The ideas of well-distributed property, human-scale production, family-centered economics, worker-owned firms, etc., are derided by the theorists as mere Romantic notions. But in fact, these ideas are well-tested, not only in history, but in the present moment. We may point to thousands of examples, from large-scale enterprises like the Mondragón Cooperative Corporation (with 80,000 worker-owners and $20 billion in sales), to the economy of Emilia-Romagna (40% of which comes from cooperatives), to thousands of ESOP's, and to thousands of other examples. These ideas work, and it turns out that it is the theorists of the established order who occupy a fantasy-land that is not well-connected with reality. The example that Pearce takes particular delight in is that of the success of the micro-breweries.
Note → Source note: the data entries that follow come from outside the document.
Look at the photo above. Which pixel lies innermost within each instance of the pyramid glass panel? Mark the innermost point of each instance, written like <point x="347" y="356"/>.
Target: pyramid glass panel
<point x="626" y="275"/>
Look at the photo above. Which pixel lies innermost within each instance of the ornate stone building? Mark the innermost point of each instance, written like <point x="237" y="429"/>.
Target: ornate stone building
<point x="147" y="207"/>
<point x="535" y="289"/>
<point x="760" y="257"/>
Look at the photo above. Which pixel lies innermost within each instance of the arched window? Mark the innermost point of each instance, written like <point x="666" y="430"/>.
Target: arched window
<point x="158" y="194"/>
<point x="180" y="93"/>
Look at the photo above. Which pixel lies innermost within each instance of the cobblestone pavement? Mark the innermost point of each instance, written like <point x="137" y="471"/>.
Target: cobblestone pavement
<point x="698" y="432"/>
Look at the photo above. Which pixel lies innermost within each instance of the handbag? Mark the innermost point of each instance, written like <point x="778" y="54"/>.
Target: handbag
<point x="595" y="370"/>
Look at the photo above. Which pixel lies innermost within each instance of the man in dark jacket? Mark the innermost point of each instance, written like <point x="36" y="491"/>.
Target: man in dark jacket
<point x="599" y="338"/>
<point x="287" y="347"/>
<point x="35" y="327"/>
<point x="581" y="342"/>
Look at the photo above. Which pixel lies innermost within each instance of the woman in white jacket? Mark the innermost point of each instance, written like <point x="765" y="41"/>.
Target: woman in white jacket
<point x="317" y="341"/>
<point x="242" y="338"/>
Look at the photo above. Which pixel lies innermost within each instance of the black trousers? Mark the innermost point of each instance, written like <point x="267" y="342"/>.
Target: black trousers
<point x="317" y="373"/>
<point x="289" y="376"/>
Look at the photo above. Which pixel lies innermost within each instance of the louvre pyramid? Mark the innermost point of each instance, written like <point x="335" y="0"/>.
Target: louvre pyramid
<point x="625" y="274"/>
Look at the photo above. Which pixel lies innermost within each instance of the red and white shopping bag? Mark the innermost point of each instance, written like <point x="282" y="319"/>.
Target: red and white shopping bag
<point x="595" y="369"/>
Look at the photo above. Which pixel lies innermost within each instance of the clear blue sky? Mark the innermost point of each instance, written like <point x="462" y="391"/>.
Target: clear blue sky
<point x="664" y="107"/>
I like this example, not only because I like good beer, but because 35 years ago, when the industry was dominated by two companies (Busch and Miller), I wrote a paper predicting that they would face challenges from regional and micro-breweries, enterprises that did not exist in any numbers at that time.
This book is a useful and valuable addition to any distributist's library, and I recommend it to all who are interested in understanding our current situation, and the way out of it.